Putting it a different way, ultimately we’re comparing someone with a good diet, with someone with a good diet plus a little extra vitamin C. What if people in the control group had a real love of kiwi fruit?

Next up is the question of whether the placebo group participants are also taking supplements on the side. This may sound silly, but there are plenty of examples in the literature where we see this. After all, if people believe calcium supplements are good for them, then you can’t stop someone from taking them. This is exactly what we saw with the WHI study a few years back that showed no differences between people in the calcium plus vitamin D group, and the placebo group. Turns out many of the participants in the placebo group were also taking calcium pills. Oops!

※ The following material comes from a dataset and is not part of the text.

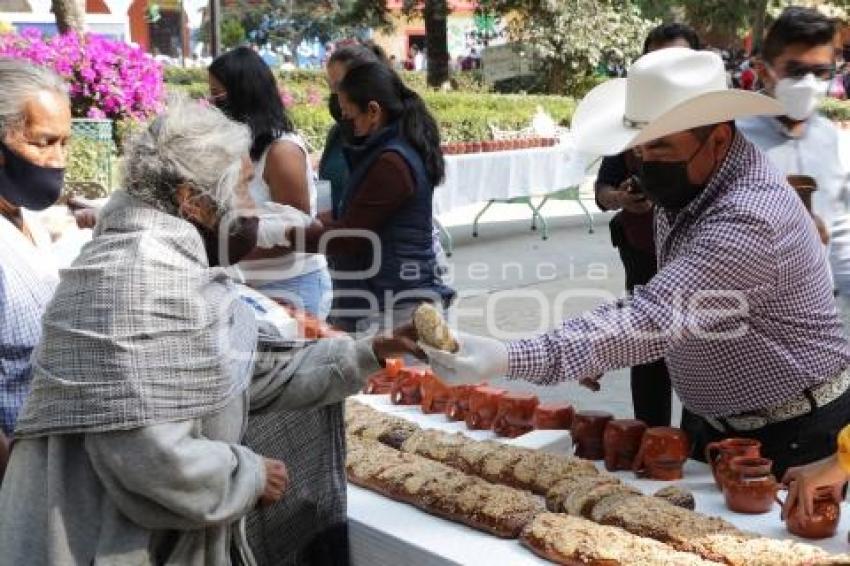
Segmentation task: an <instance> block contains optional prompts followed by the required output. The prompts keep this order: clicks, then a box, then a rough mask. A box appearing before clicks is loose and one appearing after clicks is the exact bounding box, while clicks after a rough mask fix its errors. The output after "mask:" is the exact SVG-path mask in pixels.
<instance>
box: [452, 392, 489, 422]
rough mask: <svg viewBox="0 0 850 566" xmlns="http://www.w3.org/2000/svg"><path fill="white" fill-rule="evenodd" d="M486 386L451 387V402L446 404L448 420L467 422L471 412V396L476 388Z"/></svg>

And then the question of latency is critical. If it can take upwards of 10 to 15 years for a disease to develop, as is the case with colorectal cancer, for example, and the study participants are free of the disease at baseline, then can we be hugely surprised or disappointed if we see no benefits after six years of supplementation? I think not.

But don’t think that just because we are aware of these issues and the limitations that this will have any impact on the view of RCTs.

Let’s look at Europe: the European Food Safety Authority (EFSA) is pinning all the health claims regulations on data from the ‘gold standard’ randomised clinical trial. The message is clear: If you have no RCT data, don’t even think about applying for a health claim.

So where does that leave us?

I would say we are at an important moment in time, and things may be moving in the right direction. At the recent Supply Side West, Professor Jeffrey Blumberg gave an excellent presentation about the over-reliance on evidence based nutrition, based on evidence based medicine, and called for science to be taken in its entirety, including in vitro, animal, and epidemiological studies.

It will be a long way to achieve the paradigm shift but there is hope. Until then, recommendations remain to limit the chips and chocolate.

Stephen Daniells is the science editor for NutraIngredients.com and FoodNavigator.com. He has a PhD in chemistry from Queen's University Belfast and has worked in research in the Netherlands and France.